2) Some who might worry that it now takes a lot more ticks to move a stock are barking up the wrong tree. They would say that for a stock to move from RM3.10 to RM3.20 in the past require only five ticks to be cleared, now it takes buyers to clear ten ticks. That is so silly - that is assuming that each tick has the SAME number of sellers, whether it is 1 sen or 2 sen??!! If today there were 100,000 shares on the sell side, and say the old system would have the 5 ticks with each having 20,000 shares to be sold.... are you telling me that just because you expand the 5 ticks to 10 ticks (same price range) that the sellers would be a lot more??? Its the same number of sellers but it will increase transaction because of narrower spreads.
3) The change will be most important for the RM3.00-RM5.00, followed by the RM5.00 to RM10.00. Many will think the RM5-10 will see greater impact, I tell you that won't be the case. Liquidity improvement will be most marked in counters that are a bit specky. Most shares above RM5 are already too steady. More vibrant activity will be seen in the RM3.00-RM5.00 range.

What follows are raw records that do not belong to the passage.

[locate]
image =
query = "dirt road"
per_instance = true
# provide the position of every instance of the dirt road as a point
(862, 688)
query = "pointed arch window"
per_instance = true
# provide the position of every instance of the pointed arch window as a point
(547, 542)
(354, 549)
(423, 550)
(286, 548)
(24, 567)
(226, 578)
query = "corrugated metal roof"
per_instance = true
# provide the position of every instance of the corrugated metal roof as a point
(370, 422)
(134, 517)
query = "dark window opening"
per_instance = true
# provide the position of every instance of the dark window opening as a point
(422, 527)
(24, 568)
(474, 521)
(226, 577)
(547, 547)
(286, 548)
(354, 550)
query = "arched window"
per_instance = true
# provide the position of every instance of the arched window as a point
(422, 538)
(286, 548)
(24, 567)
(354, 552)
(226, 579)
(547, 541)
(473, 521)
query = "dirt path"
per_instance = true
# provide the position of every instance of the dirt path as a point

4) Tick sizes is only a very minor aspect of liquidity, there are still a lot more work to be done if genuine liquidity is to be generated. Just to cite a few: chopping the flimsy counters, speeding up PN17 process (if they cannot restructure or regularise within 4 months, delist them), raise the bar on the "quality" of companies allowed to be listed, push through to delist companies that has less than 3% of total paid up traded each month (each transgression gets 1 warning, more than 3 monthly warnings a year automatic delisting), transparency... more prosecution and implementation of regulatory processes... transgressors must be picked up and dealt with with immediacy, .. and possibly the most important factor... 'free up' the ringgit, allow it to be transactable overseas, no declare this, declare that ... I know BN would want to keep track of hot money flowing in and out for such a small economy like ours, but I believe there are other ways of policing... the current system takes too much "benefits" away from the markets.